Mahkamah Konstitusi pada Senin, 22 April 2024, akhirnya mengeluarkan putusan, yakni menolak permohonan nomor 1/ PHPU.PRES-XXII/2024 yang diajukan oleh pemohon kubu nomor urut 1, Anies Baswedan-Muhaimin Iskandar, dan permohonan nomor 2/PHPU.PRES- XXII/2024 yang diajukan kubu nomor urut 3, Ganjar Pranowo-Mahfud MD. Alasannya, tidak terbukti terjadi kecurangan pada Pilpres 2024.
Selain itu, pada putusan MK terjadi dissenting opinion. Lima hakim MK menolak seluruh permohonan terkait perselisihan hasil pemilihan umum (PHPU) pasangan calon presiden-calon wakil presiden nomor urut 1 dan 3. Namun, tiga hakim justru memenuhi beberapa permohonan pasangan nomor urut 1 dan 3, termasuk permohonan diadakannya pemilihan suara ulang di beberapa wilayah, seperti DKI Jakarta dan Bali. (Kompas.id/22/04/2024).
Dengan berkaca pada hasil putusan MK dalam sidang sengketa Pilpres tersebut, bagaimana kondisi demokrasi bangsa saat ini ? apakah dengan adanya dissenting opinion dari tiga hakim MK maka demokrasi bangsa masih dikatakan sehat ? Dari sini kedewasaan demokrasi bangsa bisa diukur.

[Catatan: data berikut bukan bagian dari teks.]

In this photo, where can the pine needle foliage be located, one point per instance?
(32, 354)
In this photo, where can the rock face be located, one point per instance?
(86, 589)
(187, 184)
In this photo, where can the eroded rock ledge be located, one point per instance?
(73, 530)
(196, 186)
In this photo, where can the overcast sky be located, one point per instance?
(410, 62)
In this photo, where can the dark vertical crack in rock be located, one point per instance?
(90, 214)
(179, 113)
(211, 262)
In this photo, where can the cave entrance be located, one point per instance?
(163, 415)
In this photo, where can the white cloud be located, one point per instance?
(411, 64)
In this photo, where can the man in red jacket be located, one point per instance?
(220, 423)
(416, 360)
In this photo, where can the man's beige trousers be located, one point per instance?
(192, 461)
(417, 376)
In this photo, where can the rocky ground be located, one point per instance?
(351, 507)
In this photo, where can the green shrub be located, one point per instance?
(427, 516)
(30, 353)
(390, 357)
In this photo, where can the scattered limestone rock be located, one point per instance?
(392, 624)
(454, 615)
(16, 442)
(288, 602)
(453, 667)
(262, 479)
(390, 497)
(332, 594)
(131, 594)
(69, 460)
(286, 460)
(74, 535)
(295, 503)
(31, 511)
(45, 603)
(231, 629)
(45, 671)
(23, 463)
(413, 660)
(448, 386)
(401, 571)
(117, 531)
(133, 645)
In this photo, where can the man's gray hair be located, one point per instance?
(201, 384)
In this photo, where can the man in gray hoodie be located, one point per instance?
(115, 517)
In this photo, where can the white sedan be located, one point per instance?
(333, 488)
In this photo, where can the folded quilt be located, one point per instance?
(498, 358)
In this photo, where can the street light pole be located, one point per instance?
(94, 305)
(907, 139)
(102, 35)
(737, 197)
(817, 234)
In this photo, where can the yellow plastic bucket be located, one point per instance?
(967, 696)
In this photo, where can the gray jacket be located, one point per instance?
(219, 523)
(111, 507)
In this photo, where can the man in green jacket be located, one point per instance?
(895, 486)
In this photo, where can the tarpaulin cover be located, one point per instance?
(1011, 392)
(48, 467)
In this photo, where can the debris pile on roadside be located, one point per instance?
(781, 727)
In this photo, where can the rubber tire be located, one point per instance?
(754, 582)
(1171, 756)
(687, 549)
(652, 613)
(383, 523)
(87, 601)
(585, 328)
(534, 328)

Poin Penting Dissenting Opinion
Ada tiga hakim Mk yang menyatakan dissenting Opinion (Pendapat berbeda). Tiga hakim MK tersebut yakni  Sadil Isra, Enny Nurbaningsih, dan Arief Hidayat.
Dalam laman epaper Kompas edisi 23 April 2024, menjelaskan tiga hakim tersebut menyampaikan pandangan berbeda tersebut. Sadil Isra menerangkan bahwa ada dua hal yang membuatnya berbeda pandangan (1) persoalan penyaluran dana bantuan sosial yang dianggap menjadi alat untuk memenangkan salah satu peserta pemilu presiden dan wakil presiden; dan (2) keterlibatan aparat negara, pejabat negara, atau penyelenggara di sejumlah daerah.
Di samping itu Enny Nurbaningsih memberikan pandangan bahwa mengenai dalil adanya keterlibatan atau mobilisasi pejabat atau aparat negara termasuk adanya politisasi bansos dalam proses Pemilu Presiden dan Wakil Presiden Tahun 2024 iya menyampaikan pandangan yang berbeda.
Begitu pula dengan Arief Hidayat, menurutnya dalam penyelenggaraan Pemilu Presiden/WakilPresiden tahun 2024 terjadi pelanggaran yang bersifat terstruktur, sistematis, dan masif yang melibatkan intervensi kekuasaan Presiden, adanya politisasi penyaluran perlinsos dan bansos, pengerahan aparat pemerintahan dalam rangka memenangkan paslon tertentu dan diperparah dengan lemahnya pengawasan oleh Bawaslu.
Ketiga hakim MK tersebut memberikan pandangan yang berbeda daripada mayoritas hakim. Meskipun secara kuantitas ketiga hakim tersebut kalah jumlah sehingga  putusan hakim akhirnya menolak dalil dari pada pemohon namun secara kualitas pandangan yang berbeda ini menjadi alarm bagi kondisi demokrasi bangsa yang sedang tidak baik-baik saja.